Tra l’altro la release sarà presentata nel corso del Rock In Park. Quali saranno le iniziative previste per quella serata?
Anche quest’anno il mastro-di-cerimonie Filippo Puliafito mi ha generosamente investito della responsabilità di chiudere il Festival più lungo e ricco d’Italia, nonchè di coordinare una band di oltre 40 persone per portare dal vivo l’opera dei Pink Floyd. L’ 11 giugno le dieci line-up si alterneranno sul palco del Legend Club e risuoneremo dal vivo, da capo a piedi, “The Dark Side of The Moon” esattamente così come l’abbiamo omaggiato in studio. Non avendo trovato una sala prove abbastanza grande (ahah, battute a parte, provate voi ad organizzare le prove con una band di 45 persone!) lavoreremo sodo fin dalla mattina per allestire il tutto. La serata è ad ingresso gratuito e saranno a disposizione i dischi, come già dal 12 maggio in ogni serata del Rock in Park. Saranno presenti i vertici delle associazioni a cui lasceremo l’incasso fino a quel momento raccolto dalle offerte relative al disco e non mancherà qualche sorpresa. Tutti invitati, anche perché – me lo sono promesso e giurato – sarà DAVVERO una serata unica, irripetibile: only one shot!
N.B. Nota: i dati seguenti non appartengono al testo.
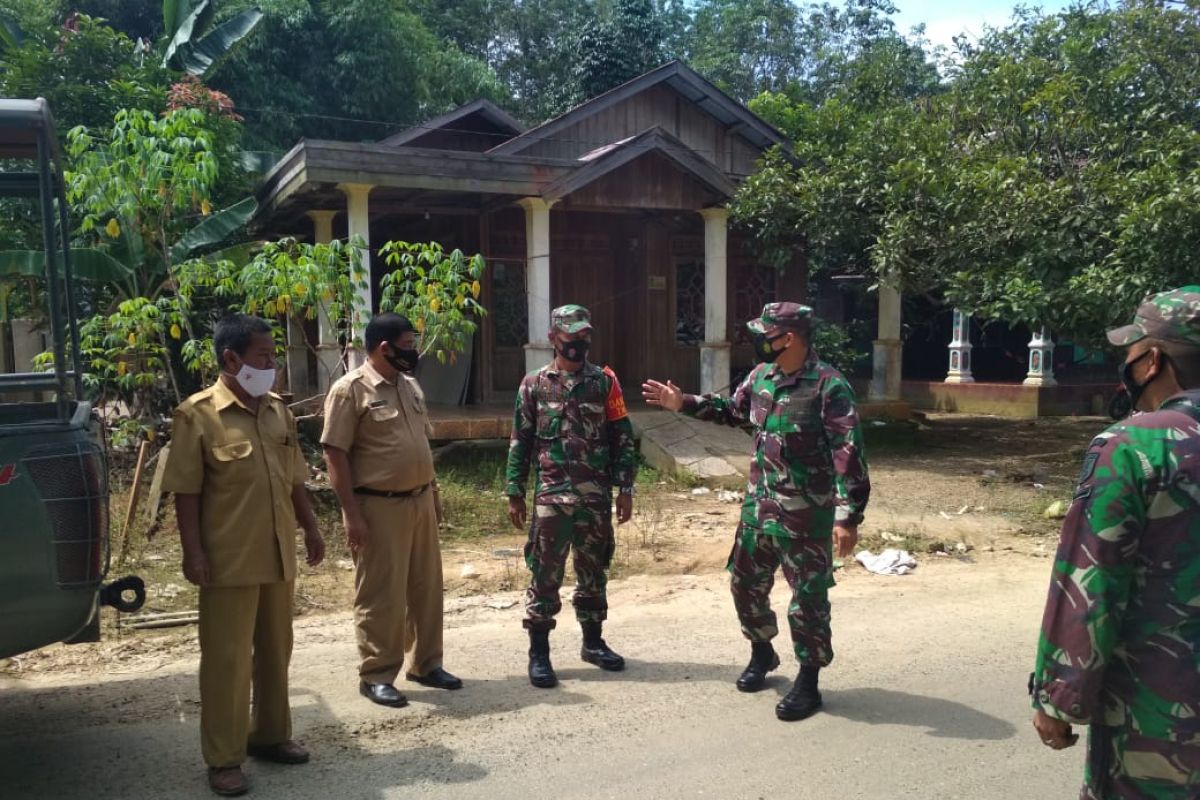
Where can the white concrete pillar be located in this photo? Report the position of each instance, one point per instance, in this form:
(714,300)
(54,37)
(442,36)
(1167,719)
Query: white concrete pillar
(886,361)
(329,353)
(960,350)
(538,350)
(1041,360)
(5,367)
(28,343)
(714,353)
(359,224)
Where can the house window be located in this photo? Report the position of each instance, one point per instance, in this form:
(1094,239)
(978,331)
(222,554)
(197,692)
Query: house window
(755,287)
(689,301)
(510,307)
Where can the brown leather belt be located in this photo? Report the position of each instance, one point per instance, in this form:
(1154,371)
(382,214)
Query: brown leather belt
(379,493)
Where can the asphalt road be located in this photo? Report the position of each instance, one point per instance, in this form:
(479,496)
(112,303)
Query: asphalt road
(925,699)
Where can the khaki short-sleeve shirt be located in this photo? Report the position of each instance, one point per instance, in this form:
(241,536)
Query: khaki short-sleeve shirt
(383,426)
(244,467)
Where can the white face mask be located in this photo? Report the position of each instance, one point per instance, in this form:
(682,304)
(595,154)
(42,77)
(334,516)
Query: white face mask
(256,382)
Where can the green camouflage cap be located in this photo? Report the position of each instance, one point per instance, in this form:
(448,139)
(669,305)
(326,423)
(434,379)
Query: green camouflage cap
(570,319)
(783,314)
(1169,316)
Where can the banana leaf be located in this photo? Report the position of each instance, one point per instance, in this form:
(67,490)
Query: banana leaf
(11,35)
(199,56)
(215,229)
(174,12)
(191,26)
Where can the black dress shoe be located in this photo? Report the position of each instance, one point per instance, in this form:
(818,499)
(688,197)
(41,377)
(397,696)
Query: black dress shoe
(763,659)
(803,701)
(383,695)
(436,678)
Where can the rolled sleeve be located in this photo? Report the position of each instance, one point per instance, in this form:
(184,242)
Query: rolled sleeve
(341,417)
(184,473)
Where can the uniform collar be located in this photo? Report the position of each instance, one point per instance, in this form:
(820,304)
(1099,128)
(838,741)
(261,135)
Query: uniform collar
(588,371)
(373,376)
(1188,397)
(808,371)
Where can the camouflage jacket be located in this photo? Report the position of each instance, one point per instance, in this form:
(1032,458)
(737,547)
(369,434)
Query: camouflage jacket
(809,468)
(575,428)
(1121,632)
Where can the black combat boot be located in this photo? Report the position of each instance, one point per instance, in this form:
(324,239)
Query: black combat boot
(804,699)
(762,660)
(541,673)
(595,651)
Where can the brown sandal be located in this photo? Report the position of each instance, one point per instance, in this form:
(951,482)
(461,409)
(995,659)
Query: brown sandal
(228,781)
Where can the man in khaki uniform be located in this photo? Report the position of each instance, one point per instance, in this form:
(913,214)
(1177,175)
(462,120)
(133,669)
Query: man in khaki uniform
(379,462)
(238,475)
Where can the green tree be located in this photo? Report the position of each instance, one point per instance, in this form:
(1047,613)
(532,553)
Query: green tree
(354,70)
(748,47)
(618,48)
(87,72)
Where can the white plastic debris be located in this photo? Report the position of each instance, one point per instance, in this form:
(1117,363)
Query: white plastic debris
(1056,510)
(889,561)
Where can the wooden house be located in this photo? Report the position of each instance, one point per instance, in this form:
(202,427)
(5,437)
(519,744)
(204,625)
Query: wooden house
(617,204)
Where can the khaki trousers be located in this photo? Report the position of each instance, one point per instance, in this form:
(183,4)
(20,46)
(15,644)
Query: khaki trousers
(397,603)
(245,641)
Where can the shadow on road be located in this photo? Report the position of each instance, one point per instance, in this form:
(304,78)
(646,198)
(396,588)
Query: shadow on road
(943,719)
(139,738)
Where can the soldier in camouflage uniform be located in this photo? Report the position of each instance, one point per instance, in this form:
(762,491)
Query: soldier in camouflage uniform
(570,421)
(808,486)
(1120,645)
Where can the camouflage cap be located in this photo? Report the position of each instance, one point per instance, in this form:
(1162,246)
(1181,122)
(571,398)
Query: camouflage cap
(1169,316)
(783,314)
(570,319)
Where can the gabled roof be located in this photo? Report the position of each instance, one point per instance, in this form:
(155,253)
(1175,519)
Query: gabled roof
(681,78)
(481,108)
(613,156)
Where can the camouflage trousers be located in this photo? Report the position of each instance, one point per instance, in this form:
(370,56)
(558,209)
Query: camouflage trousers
(1123,764)
(808,567)
(556,530)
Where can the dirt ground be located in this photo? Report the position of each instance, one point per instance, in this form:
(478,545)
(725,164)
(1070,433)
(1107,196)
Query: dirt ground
(925,698)
(946,487)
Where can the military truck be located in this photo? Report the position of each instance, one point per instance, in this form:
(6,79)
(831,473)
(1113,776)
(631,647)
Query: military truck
(54,533)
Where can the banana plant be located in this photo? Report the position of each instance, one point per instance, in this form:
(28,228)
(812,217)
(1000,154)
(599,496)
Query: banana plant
(195,44)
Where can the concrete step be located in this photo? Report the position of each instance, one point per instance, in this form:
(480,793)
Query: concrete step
(717,455)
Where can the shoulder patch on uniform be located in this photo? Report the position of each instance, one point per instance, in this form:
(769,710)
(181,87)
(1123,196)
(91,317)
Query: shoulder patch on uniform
(1089,467)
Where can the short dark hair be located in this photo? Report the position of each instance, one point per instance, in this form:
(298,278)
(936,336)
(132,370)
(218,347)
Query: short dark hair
(1185,360)
(235,331)
(383,328)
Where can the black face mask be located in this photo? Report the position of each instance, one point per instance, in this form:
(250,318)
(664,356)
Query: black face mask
(574,352)
(763,347)
(402,360)
(1132,388)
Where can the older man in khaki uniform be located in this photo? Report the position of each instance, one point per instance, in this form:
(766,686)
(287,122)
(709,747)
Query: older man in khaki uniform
(238,475)
(379,462)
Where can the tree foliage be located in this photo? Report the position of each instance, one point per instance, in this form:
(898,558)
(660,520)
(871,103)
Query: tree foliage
(1051,180)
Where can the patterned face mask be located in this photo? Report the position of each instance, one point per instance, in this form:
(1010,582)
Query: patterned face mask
(765,347)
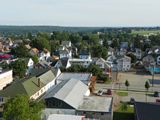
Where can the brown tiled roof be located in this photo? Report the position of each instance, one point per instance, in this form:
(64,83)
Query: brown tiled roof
(93,78)
(35,50)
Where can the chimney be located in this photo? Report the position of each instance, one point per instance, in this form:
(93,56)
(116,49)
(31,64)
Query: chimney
(39,83)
Grazie mille per il tempo che ci hai dedicato. Un in bocca al lupo da parte di Metal In Italy per tutti i progetti futuri! A presto.
Grazie mille a voi che vi siete interessati a questo progetto, vi invito tutti se incuriositi ad approfondire l’argomento su http://reclab.it/tdsotm dove troverete nomi e foto della line-up, i links su dove e come trovare il disco nei vari formati e, ogni mercoledì, un nuovo episodio del video-documentario che vi porta nei nostri studios per assistere alla realizzazione di ciascuna delle dieci tracce. A presto e grazie ancora!